There’s been the furlough scheme, of course, and the support for self-employed workers, as well as grant funding from the Scottish Government’s Performing Arts Venues Relief Fund and others.
That fund, administered by Creative Scotland, has been a “lifeline”, says Judith Henderson, director of the Federation of Scottish Theatre.
But Chancellor Rishi Sunak this week unveiled the successor to furlough, the Jobs Support Scheme which will top-up the wages of people in, according to the government, “viable jobs which provide genuine security” – those who are working but are not offered their full hours because of the pandemic. The terms of the scheme means anyone in a sector where doors are closed is ineligible and help is capped at 20% of earnings, unlike the 80% furlough level. “It’s not going to touch the sides,” says Henderson. “It’s 20% of your monthly average income – good luck.”
Then there’s the idea of viability, something Henderson says is “all about time”. “Working in a hotel was not viable in April but it may be more viable now.

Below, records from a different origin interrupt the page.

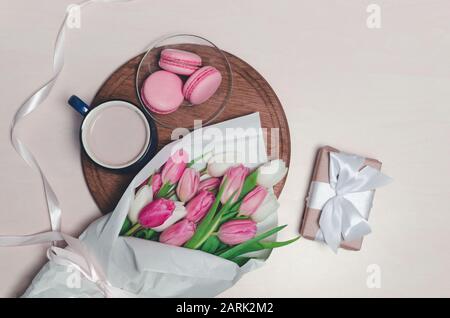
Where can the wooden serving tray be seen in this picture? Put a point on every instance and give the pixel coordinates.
(251, 93)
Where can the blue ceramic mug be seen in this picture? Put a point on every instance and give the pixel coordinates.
(116, 134)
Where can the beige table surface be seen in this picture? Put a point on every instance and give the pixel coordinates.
(382, 92)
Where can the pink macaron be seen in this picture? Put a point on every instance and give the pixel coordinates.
(162, 92)
(179, 62)
(202, 85)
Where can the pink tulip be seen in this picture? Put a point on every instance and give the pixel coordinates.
(252, 201)
(199, 206)
(235, 177)
(210, 184)
(178, 234)
(156, 213)
(237, 231)
(156, 182)
(188, 184)
(174, 167)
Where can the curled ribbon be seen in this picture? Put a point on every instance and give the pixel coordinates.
(76, 255)
(345, 202)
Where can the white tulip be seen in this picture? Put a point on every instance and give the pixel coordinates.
(271, 173)
(179, 213)
(270, 205)
(143, 197)
(220, 163)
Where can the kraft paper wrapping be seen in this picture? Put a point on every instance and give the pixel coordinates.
(310, 222)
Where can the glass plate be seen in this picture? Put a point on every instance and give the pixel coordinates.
(186, 114)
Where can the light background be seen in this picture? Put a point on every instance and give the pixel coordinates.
(383, 93)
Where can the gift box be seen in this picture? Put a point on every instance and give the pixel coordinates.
(344, 185)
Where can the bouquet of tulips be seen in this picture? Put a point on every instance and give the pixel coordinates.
(215, 208)
(191, 223)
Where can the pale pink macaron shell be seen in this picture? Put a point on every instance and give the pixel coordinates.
(162, 92)
(179, 61)
(202, 85)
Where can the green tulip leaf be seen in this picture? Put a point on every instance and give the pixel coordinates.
(244, 247)
(146, 234)
(258, 246)
(126, 226)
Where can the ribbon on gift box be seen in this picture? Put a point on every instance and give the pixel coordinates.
(76, 254)
(346, 201)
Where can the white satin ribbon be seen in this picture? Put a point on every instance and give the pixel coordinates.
(346, 201)
(76, 255)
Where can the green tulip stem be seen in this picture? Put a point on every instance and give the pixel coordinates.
(133, 229)
(165, 190)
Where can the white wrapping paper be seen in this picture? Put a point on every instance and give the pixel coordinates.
(151, 269)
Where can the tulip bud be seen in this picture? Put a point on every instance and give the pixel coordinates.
(178, 213)
(156, 213)
(252, 201)
(156, 182)
(188, 184)
(199, 206)
(271, 173)
(209, 184)
(269, 205)
(178, 234)
(174, 167)
(235, 178)
(237, 231)
(143, 197)
(220, 163)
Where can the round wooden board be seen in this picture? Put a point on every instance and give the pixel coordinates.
(251, 93)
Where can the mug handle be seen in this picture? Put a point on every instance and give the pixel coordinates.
(78, 105)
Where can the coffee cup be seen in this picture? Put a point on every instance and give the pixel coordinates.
(116, 134)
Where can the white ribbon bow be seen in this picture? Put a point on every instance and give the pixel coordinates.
(345, 202)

“Our people are trying to work out what’s next. The fact that the UK Chancellor has cancelled his Budget is pretty dispiriting. He promised a three-year Budget, we haven’t had that for years and that might have given us a sense of that the future looks like in terms of funding.
“We are looking to Creative Scotland to confirm details of funding but they can’t tell us until they know what they’re getting from the Scottish Government, and the Scottish Government is waiting to hear from Westminster.

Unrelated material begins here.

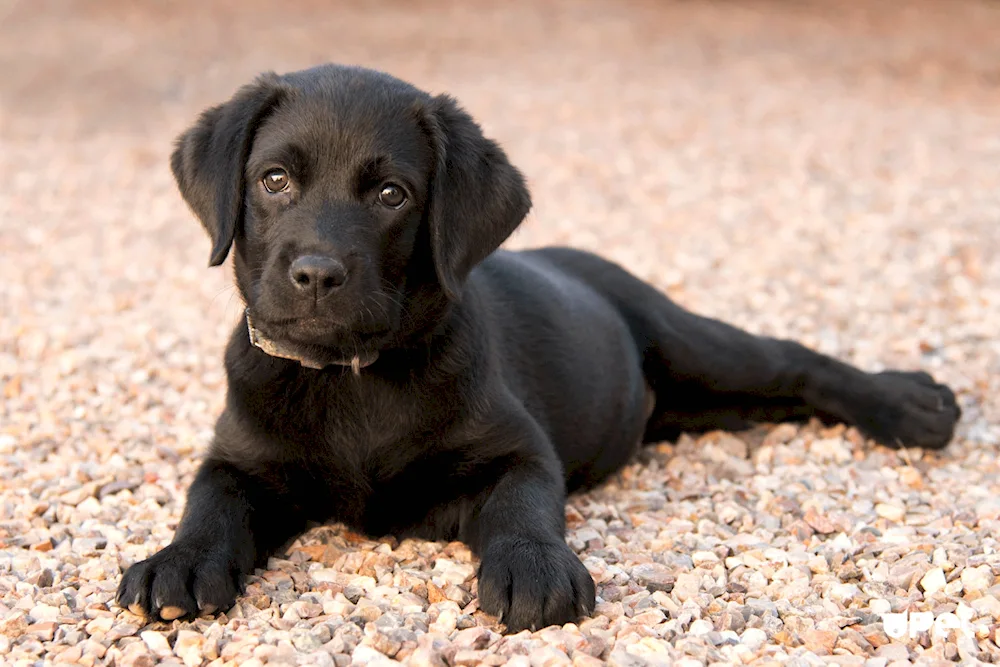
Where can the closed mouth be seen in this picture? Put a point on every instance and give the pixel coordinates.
(310, 354)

“It might be the end of the year before we know how things look.
“There are people out there who have lost literally a year’s income, families where both parents are facing redundancy. A lot of people have fallen through the safety net.”

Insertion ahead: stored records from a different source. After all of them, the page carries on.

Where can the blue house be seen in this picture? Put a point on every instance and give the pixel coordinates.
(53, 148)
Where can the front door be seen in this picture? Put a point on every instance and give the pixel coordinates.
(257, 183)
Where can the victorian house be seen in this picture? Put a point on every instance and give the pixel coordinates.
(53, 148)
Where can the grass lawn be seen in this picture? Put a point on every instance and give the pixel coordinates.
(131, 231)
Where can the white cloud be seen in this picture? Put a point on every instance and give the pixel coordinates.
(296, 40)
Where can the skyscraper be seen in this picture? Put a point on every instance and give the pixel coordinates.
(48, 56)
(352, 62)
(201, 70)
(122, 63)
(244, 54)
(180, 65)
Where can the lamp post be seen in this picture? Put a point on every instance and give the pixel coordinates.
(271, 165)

Those gaps have led to crowdfunders springing up like that run by Underbelly for artists after the cancellation of the Edinburgh International Festival Fringe, which drew in £10,000 in little over a month. In another, Capital Theatres, which runs Edinburgh’s Festival Theatre, King’s and The Studio, has raised almost £70,000 to protect its venues.
McGowan, previously of Edinburgh’s Lyceum, understands those cost pressures. “We have lost all our revenue-generating capacity,” he says. “Pre-pandemic, the UK theatre sector was extremely viable and world class. It’s been a tremendous success, not just in economic terms but in cultural terms, in the profile it’s given. Scottish culture and identify is really reinforced by what happens in our sector.
“All of that has been imperilled by the pandemic.
“We are not ‘viable’ because we are not allowed to reopen, therefore how does the new scheme work for us?
“I think of friends who are actors who, between jobs on stage, might be doing other things in hospitality or corporate work. These don’t exist at the moment. A lot of people have ended up becoming delivery drivers for the supermarket because that’s the only thing that seems to be available.
“We have received emergency funding for commissioning plays that won’t be staged for two years because we are trying to keep some creativity going.
“The pressure on the public purse is enormous and there are things like the NHS – we’re not saving lives, but we still need to come together as a society, as a community. We still want to think about the world we live in and tell stories to each other. It breaks my heart to think that by this time next year, theatre could be a shadow of what it was.”
Elaine C Smith told the Sunday National of her disappointment about not being able to finish the run. She said: ‘We had opened [in Edinburgh], we did two weeks and then closed and it was very, very weird.
The popular actress though felt most for those around the production who lost out because of the run being cut short and for those in theatres across the land.
She added: ‘People who don’t work in the industry, they don’t know how many people plays employ and the theatre employs.
‘They think of people like me, she’ll be all right, they think of the stars if you like, but it’s not.